In mid-September he arrived at his last session and handed me an envelope. “This is my new address,” he said. “I’m following my dream and moving to San Francisco. I’m not going to let this disease stop me from living my life. Wish me luck.”

“Good luck,” I said as he bounced out of the room. I never saw him again. I don’t know what impact our drumming sessions had on his overall perspective and life choices, but I learned a lot about how to play for someone who was grieving and how to stay with someone as they moved through their emotions.


 

Check Out Jeff Strong’s Podcast Interview with Tami Simon of Sounds True

I’ve  been honored to work with Sounds True over the last 10 years – one of my favorite publishers – where I created 8 CDs and 2 audio programs. That honor continues as I talk about drum healing and REI with founder Tami Simon on her podcast, Insights at the Edge.

From Sounds True:

ST-podcastIn this episode of Insights at the Edge, Sounds True founder Tami Simon speaks with Jeff about the concept of brain entrainment through rhythm and how it has deep roots in tribal ceremony. They talk about the therapeutic application of this music for anxiety, ADHD, autism, and mood disorders, and explain the difference between rhythmic entrainment and “neuro beat” recordings. Finally, Jeff offers two excerpts of his music for calming and the exploration of deep meditative states.

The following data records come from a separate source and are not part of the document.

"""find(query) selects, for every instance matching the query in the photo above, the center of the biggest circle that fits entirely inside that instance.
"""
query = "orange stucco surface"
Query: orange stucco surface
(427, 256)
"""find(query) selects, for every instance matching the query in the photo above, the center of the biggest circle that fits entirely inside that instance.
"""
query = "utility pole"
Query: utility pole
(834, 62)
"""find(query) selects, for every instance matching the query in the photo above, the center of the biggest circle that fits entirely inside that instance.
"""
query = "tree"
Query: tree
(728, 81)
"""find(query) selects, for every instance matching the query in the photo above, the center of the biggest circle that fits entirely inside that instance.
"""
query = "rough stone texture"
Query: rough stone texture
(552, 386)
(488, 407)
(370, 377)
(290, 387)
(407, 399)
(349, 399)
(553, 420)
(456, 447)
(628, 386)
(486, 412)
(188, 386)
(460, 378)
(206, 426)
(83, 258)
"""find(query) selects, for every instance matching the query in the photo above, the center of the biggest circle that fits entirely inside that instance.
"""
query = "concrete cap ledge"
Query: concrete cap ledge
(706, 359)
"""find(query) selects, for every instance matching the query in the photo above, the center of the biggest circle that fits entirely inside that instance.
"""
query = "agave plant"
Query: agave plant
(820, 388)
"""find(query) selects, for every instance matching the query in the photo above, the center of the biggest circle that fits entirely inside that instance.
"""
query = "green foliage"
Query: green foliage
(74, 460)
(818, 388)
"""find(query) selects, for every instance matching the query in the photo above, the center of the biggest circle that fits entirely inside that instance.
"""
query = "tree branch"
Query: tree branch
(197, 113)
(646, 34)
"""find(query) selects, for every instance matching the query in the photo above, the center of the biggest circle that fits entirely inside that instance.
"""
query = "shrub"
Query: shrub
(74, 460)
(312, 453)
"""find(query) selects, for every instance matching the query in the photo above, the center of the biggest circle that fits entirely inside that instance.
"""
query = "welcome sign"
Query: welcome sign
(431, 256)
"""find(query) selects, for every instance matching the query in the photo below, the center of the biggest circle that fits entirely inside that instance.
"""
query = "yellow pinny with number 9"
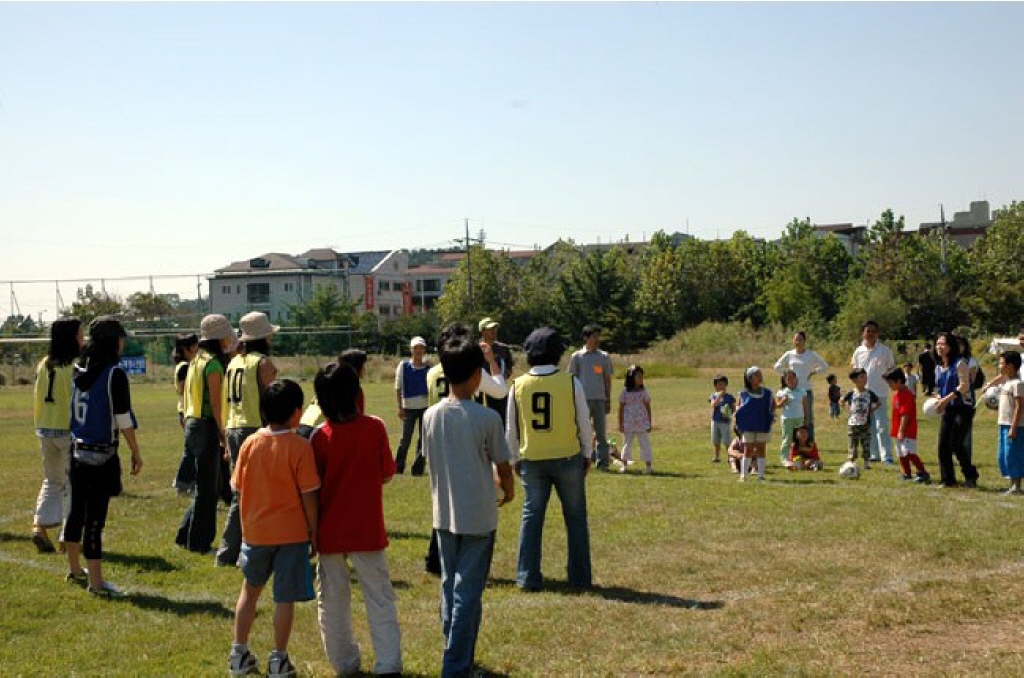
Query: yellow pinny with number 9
(546, 416)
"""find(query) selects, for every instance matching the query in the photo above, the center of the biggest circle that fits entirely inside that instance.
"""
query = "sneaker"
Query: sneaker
(78, 579)
(105, 590)
(42, 542)
(243, 664)
(280, 665)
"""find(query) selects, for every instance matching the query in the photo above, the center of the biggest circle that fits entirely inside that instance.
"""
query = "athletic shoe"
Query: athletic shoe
(280, 666)
(79, 579)
(243, 664)
(42, 542)
(105, 590)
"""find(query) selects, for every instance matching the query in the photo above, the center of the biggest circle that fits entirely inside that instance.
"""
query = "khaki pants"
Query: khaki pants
(50, 506)
(334, 604)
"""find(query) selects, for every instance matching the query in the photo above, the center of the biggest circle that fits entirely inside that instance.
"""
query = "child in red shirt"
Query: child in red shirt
(904, 426)
(354, 461)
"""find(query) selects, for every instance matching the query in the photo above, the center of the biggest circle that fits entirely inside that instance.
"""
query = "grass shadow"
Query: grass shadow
(153, 563)
(178, 607)
(622, 594)
(11, 537)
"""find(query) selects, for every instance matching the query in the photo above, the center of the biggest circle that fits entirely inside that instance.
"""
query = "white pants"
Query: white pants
(334, 605)
(50, 505)
(644, 438)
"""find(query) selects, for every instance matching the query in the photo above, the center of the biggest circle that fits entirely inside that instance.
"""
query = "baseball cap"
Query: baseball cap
(107, 327)
(215, 326)
(542, 342)
(255, 326)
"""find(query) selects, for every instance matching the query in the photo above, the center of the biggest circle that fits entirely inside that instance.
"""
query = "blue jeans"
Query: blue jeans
(882, 445)
(465, 564)
(600, 429)
(230, 541)
(568, 477)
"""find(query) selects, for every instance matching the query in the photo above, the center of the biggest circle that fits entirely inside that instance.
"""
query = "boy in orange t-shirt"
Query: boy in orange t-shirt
(904, 426)
(276, 480)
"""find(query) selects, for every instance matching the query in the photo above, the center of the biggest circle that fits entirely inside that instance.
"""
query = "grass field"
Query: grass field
(694, 573)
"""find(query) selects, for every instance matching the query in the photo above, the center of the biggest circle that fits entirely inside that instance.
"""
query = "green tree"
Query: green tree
(996, 262)
(89, 304)
(148, 307)
(599, 288)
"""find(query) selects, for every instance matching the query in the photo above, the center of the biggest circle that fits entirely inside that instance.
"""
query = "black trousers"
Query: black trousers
(953, 432)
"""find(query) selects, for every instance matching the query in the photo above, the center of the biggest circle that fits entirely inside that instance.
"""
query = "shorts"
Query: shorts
(293, 576)
(905, 447)
(720, 432)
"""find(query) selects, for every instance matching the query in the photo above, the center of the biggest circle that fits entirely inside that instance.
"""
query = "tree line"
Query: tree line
(911, 283)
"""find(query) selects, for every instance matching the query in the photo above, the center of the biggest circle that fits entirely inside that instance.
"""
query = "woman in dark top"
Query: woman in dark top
(100, 414)
(952, 379)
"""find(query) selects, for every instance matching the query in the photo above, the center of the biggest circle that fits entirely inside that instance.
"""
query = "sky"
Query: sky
(170, 139)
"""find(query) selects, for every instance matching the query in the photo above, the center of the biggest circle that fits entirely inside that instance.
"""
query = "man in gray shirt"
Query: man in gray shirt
(593, 368)
(461, 440)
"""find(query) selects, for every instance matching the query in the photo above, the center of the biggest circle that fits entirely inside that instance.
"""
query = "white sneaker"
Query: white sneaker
(243, 664)
(280, 666)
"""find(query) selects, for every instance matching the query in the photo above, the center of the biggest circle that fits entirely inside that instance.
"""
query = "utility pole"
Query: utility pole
(468, 242)
(942, 236)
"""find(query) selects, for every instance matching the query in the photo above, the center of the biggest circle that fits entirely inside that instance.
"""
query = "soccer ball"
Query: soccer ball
(991, 397)
(850, 470)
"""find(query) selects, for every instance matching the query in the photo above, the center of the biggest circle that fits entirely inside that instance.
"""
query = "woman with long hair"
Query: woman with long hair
(100, 416)
(205, 438)
(51, 409)
(952, 379)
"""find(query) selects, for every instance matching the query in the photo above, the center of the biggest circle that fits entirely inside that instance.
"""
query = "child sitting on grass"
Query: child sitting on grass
(278, 483)
(804, 452)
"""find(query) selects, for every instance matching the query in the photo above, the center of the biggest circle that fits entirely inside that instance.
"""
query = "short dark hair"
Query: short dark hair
(354, 356)
(337, 386)
(64, 342)
(1012, 357)
(896, 374)
(280, 400)
(461, 356)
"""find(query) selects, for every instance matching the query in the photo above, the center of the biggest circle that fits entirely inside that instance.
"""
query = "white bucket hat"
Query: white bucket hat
(256, 326)
(215, 326)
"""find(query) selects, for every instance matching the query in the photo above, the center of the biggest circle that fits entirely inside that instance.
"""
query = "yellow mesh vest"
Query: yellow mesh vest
(196, 384)
(51, 405)
(546, 416)
(242, 391)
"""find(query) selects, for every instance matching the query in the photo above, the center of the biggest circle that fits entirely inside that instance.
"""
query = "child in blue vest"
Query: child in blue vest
(411, 388)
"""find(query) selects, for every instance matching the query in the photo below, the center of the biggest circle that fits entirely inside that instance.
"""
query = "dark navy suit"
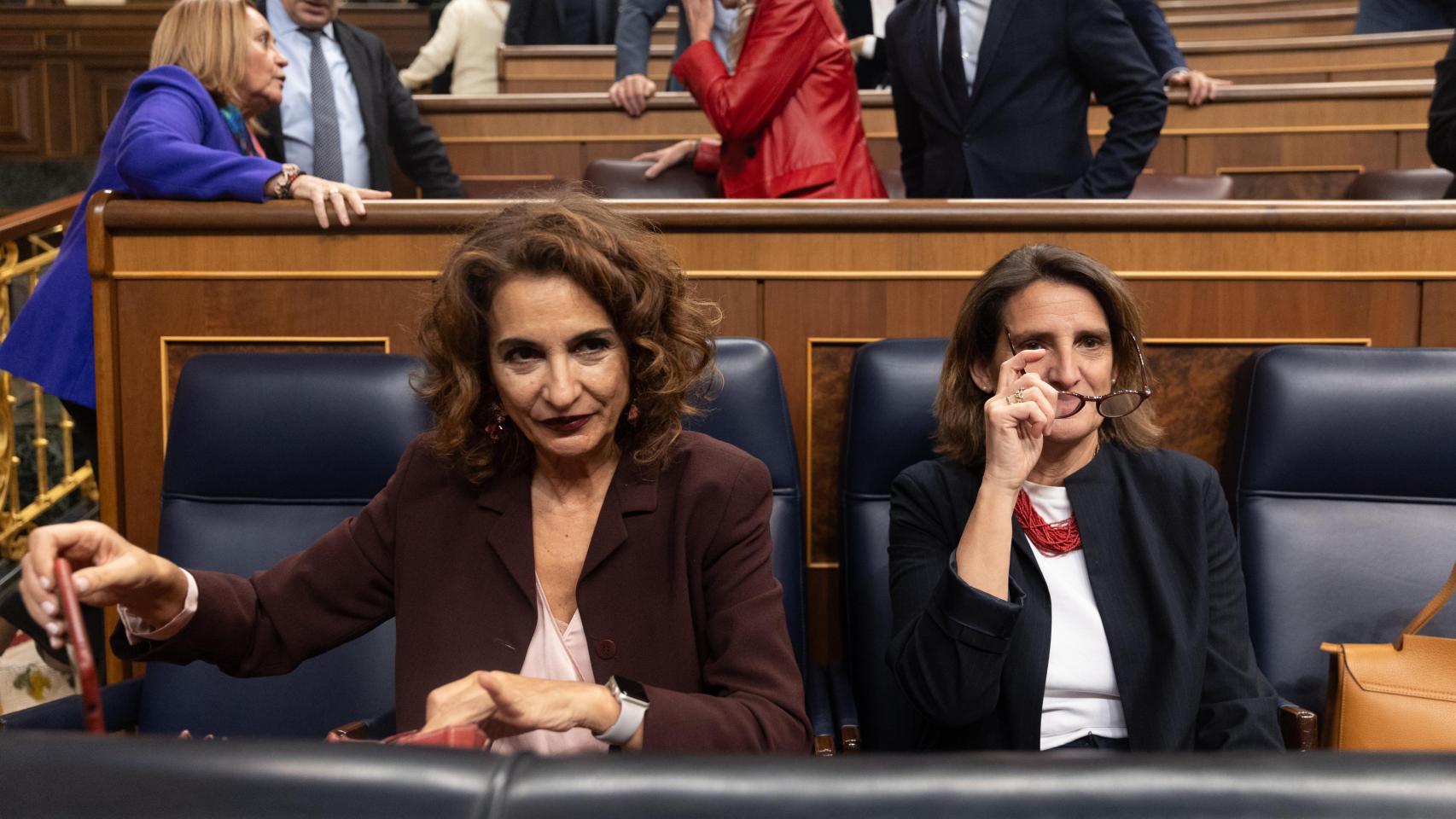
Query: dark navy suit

Listen to or download the podcast here

Learn more about Sounds True here

Try my music for free here

Learn to play the drum for healing here

Check out the REI Custom Program here

Complex Drumming for Pain Relief? Jeff Strong describes how calming the nervous system reduces pain

Using complex drumming to calm the brain for pain reduction requires more stimulation than simply calming the brain in general. In this video, I show you how this counter-intuitive approach works.

Learn about the REI Custom Program at: https://www.stronginstitute.com/rei-custom-program/

Learn how to play the drum for healing at: http://www.drumhealing.com

Explore more calming music on Brain Shift Radio. Sign up for free at: https://brainshiftradio.com

Jeff Strong Shows How Slight Variations in Drumming Tempo Impact Your Experience

In this video, I show how varying the tempo of a drumming pattern can impact your listening experience. I compare a steady 8-beat-per-second rhythm to the same basic rhythm that varies between 8-beats-per-second and 9-beats-per-second.

Get the Steady Tempo meditation here

Get the Variable Tempo meditation here

Learn how to play the drum for healing at: http://www.drumhealing.com

Explore more variable tempo tracks on Brain Shift Radio. Sign up for free at: https://brainshiftradio.com

Jeff Strong Plays Rhythms to Help You Transition to Sleep

In this video, I talk about the the perfect tempo and style of music that will drive your brain into a pre-sleep state. I then perform musically-variable rhythms at 7.4 BPS for about ten minutes to help you transition to sleep.

Learn how to play the drum for healing at: http://www.drumhealing.com

Fall asleep with Brain Shift Radio. Sign up for free at: https://brainshiftradio.com

If you are having trouble staying asleep or are not feeling rested in the morning, please check out our REI Custom Sleep Program. This program is currently 50% off. Get the six-week program, including unlimited revisions, for just $147. Check out the program here and save 50%.

Jeff Strong Shares 5 Things to Do Every Day to Optimize Your Ability to Focus


In this video, I talk about the 5 key strategies I employ every day to optimize my focus. These are essential for people like me, with ADHD, to keep an unruly brain on task. Of course, you’ll also want to add listening to some of my focusing music to this list.